The objective of this study is to understand the role of Ca2+/CaM signal transduction during the growth of HABs causing algae and in extracellular stimuli process. In present study, cam gene was isolated from Alexandrium catenella and characterized with its expression analysis carried out during culture period and in heat stress.

2 Materials and Methods

2.1 Algal Culture

Alexandrium catenella was obtained from Culture Collection of National Marine Environmental Monitoring Centre, State Oceanic Administration of People’s Republic of China. Batch cultures of A. catenella were conducted at 20℃ in f/2 medium under a photon flux of 35 μE m?2s?1. A photocycle of 12 h light and 12 h dark was maintained during culture.

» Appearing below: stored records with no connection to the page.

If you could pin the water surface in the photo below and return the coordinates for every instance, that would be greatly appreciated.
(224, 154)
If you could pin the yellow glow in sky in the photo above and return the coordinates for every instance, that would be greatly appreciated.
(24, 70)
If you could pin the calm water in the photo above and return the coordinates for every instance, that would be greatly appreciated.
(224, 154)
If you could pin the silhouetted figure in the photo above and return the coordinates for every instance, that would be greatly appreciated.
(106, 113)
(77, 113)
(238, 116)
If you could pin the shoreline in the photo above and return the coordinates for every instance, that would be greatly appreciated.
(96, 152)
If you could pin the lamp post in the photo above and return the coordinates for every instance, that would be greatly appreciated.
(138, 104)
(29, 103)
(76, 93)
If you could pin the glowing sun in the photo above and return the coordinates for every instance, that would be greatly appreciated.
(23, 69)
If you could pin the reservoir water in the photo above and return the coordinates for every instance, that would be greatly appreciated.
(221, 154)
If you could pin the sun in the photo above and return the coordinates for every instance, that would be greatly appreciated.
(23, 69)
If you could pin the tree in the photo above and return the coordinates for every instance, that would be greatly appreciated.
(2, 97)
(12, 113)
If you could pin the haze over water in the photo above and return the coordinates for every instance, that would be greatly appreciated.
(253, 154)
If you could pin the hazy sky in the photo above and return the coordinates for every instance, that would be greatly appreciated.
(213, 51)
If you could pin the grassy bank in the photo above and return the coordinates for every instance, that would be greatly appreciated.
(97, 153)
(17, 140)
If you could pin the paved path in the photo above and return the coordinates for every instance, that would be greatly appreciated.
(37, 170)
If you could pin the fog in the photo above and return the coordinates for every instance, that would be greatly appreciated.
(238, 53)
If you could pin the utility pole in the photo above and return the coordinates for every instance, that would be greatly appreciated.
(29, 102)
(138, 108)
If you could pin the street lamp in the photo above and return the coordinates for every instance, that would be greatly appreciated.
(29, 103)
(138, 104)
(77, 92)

2.2 Nucleic Acid Extraction

Total RNA was extracted and purified using Trizol Reagent (Invitrogen, CA) in combination with QIAGEN RNeasy Plant Mini Kit (Qiagen, Hilden, Germany). The extracted was treated with DNase I (2U) to eliminate genomic DNA contamination. Genomic DNA was extracted with CTAB method (Murray and Thompson, 1980; Porebski et al, 2007).

2.3 Primer Designing

Primers used in this study and their detail applications were shown in Table 1.

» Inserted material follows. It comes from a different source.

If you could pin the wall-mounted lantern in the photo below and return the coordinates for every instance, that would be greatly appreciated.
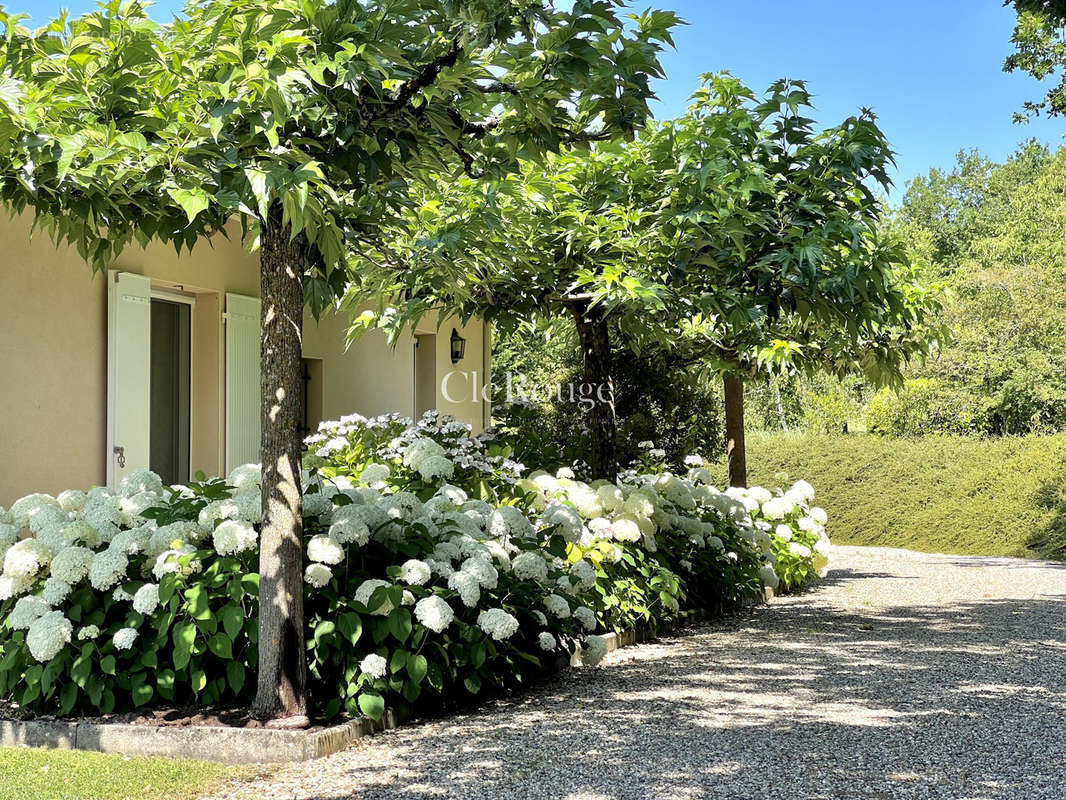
(458, 347)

Table 1 Primers used in this study

2.4 Reverse Transcription (RT) PCR to Obtain cam Partial Sequence

First-strand cDNA was synthesized using 2 μg of total RNA with Oligo (dT) primer. The partial cam cDNA sequence was amplified using degenerate primers cam1 and cam2 (Table 1). The amplification was carried out by predenaturing at 94℃ for 5 min, followed by 30 cycles of denaturing at 94℃ for 30 s, annealing at 63℃ for 30 s and extending at 72℃ for 40 s and a final extension at 72℃for 5 min.

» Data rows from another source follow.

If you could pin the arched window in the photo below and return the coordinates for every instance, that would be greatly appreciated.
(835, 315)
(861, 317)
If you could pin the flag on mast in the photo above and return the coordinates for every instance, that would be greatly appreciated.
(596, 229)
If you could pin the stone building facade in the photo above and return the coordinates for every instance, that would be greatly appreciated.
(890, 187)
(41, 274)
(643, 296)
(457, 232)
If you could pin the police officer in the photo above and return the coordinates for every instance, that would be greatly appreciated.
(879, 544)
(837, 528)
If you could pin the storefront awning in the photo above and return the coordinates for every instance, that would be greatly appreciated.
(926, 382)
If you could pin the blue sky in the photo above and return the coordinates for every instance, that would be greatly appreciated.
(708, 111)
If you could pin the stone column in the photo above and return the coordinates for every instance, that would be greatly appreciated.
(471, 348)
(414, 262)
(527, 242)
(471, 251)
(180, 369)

2.5 Rapid Amplification of cDNA 3’ Ends (RACE)

The 3’ end of cam cDNA was obtained with 3’ Full-RACE (Rapid Amplification of cDNA Ends) Kit (Takara, Dalian, China). First-strand cDNA was synthesized using 2 μg of total RNA with 3’site primer (Table 1). Then nested PCR amplification was performed using primers cam1-3AP as the outer pair and calf-3AP as the inner pair (Table 1). PCR was carried out by predenaturing at 94℃for 5 min, followed by 30 cycles of denaturing at 94℃ for 30 s, annealing at 60℃ for 30 s and extending at 72℃ for 30 s and a final extension at 72℃ for 5 min.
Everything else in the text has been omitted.